Following are the results from dual socket Zen3 platform (2 x 64C/128T) running with
various NPS configuration:
Following is the NUMA configuration for each NPS mode on the system:
NPS1: Each socket is a NUMA node.
Total 2 NUMA nodes in the dual socket machine.
Node 0: 0-63, 128-191
Node 1: 64-127, 192-255
NPS2: Each socket is further logically divided into 2 NUMA regions.
Total 4 NUMA nodes exist over 2 socket.
Node 0: 0-31, 128-159
Node 1: 32-63, 160-191
Node 2: 64-95, 192-223
Node 3: 96-127, 223-255
NPS4: Each socket is logically divided into 4 NUMA regions.

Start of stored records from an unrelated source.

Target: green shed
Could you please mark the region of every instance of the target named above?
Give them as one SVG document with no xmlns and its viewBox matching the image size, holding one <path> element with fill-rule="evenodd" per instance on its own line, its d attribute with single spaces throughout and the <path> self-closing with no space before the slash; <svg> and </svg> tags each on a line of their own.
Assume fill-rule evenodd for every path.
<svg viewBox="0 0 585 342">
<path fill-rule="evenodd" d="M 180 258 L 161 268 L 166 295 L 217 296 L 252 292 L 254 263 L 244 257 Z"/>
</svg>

Total 8 NUMA nodes exist over 2 socket.
Node 0: 0-15, 128-143
Node 1: 16-31, 144-159
Node 2: 32-47, 160-175
Node 3: 48-63, 176-191
Node 4: 64-79, 192-207
Node 5: 80-95, 208-223
Node 6: 96-111, 223-231
Node 7: 112-127, 232-255
Kernel versions:
- tip: 5.18-rc1 tip sched/core
- SIS_UTIL: 5.18-rc1 tip sched/core + this patch
When we began testing, tip was at:
commit: a658353167bf "sched/fair: Revise comment about lb decision matrix"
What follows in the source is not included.